Apart from that, nice to see DAE terms such as descriptor.

1 Like

The algebraic equation is differentiated w.r.t. time in an attempt to perform index reduction from index 1 to index 0, we subsequently solve for the algebraic variables explicitly to obtain a standard LTI system. In this process, the time derivatives of inputs may appear (common for inverse models), but if they don’t, we succeed and obtain the desired LTI system.

Ah.

1. Does MTK and the structural_simplify algorithm guarantee that the DAE is reduced to index 1 or 0?

2. If the index is known to be 1, is there any advantage in reducing the equation to index 0?
– you know that the index has been reduced to 0 if g_z is non-singular
– then you have two differential equations, one for x and one for z, so you can use an ODE solver
– however, the state is still x, i.e., you can only choose x(0) freely – z(0) is still constrained to satisfy the algebraic equation 0 = g(x,z,u) at initial time
– because ODE solvers introduce errors, you should probably “prune” the solution (x(t),z(t)) found by the ODE solver with the algebraic constraint for each time step
– an alternative would be to instead specify x(0), then solve the algebraic equation to find z(0) [which you have to do whether you reduce the index to 0 or keep it at 1], and then for each time step with x(t) given – find z(t) by solving the (implicit) algebraic equation
– [a possible advantage of reducing the model to index 0 could be that one might get a better initial guess when solving the algebraic equation for z(t), I guess… but then you also have to handle the need for computing \dot{u}]

What do you think?

MTK always reduces to at most index 1, but may also reduce to index 0.

There are downsides to index reduction as well, in the simple case of the Cartesian pendulum, the algebraic equation
x^2 + y^2 = l^2
encodes exactly what you want and is index 3. The index-2 variant encodes that the velocity is tangential to the circle and the index-1 variant that the acceleration is pointing inwards. For each index reduction, you have one additional integration that accumulates error between what you are solving and what you really want to enforce.

I’m not sure what you mean with “prune”, but this is one of the reasons for solving the index-1 DAE directly instead of reducing the index to 0, to avoid excessive error accumulation by integration.

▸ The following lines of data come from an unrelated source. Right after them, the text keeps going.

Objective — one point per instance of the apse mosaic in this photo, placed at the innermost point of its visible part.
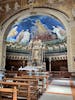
(46, 28)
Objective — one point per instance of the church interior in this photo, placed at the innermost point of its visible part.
(37, 49)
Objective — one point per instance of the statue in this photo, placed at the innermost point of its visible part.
(36, 48)
(16, 6)
(7, 8)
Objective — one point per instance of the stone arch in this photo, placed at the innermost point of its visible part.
(25, 13)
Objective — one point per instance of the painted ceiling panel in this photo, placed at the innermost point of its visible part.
(46, 28)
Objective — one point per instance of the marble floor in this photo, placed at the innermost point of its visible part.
(60, 89)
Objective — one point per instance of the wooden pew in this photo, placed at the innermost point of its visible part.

This is the approach taken to generate sigma points in the UKF for DAEs I mentioned in the talk.

1 Like

I used “prune” in the meaning of “trimming”. So if one solves the index 0 ODE set when the elements in (x,z) are not independent, one could, e.g., assume that x is “correct”, and iterate on z so that 0 = g(x,z,u) is satisfied – for each time step. The advantage of this may be that z(t) from the ODE solver probably is closer to the value that satisfies 0 = g(x,z,u)|_t than z(t-dt) is. On the other hand, with reasonably small time steps, z(t-dt) may also be sufficiently close to the true solution satisfying 0 = g(x,z,u)|_t for convergence, and then one avoids introducing the time derivative of the input.

This is indeed how you would obtain the algebric variables in case you had reduced the system to index 0, the problem, I believe, lies in

assume that x is “correct”

since we do expect numerical drift in such a scenario, causing the original, high-index constraint to be violated.

The problem with the time-derivative of the input being required may be fundamental to the model, if the model is representing a non-proper system one has no choice but to either provide the input derivative or add additional filter poles and extract the derivative from the filter states. For linearization, where there are unspecified inputs present, it may happen that MTK fails to find the correct causalisation and the model may look non-causal even though it is. In such cases, one may employ further numerical (as opposed to symbolic) simplification to obtain a causal model (this is done automatically) but if the model is truly non-causal, the input derivatives will be required.

Maybe I’m misunderstanding what you are suggesting here and my comments are off point?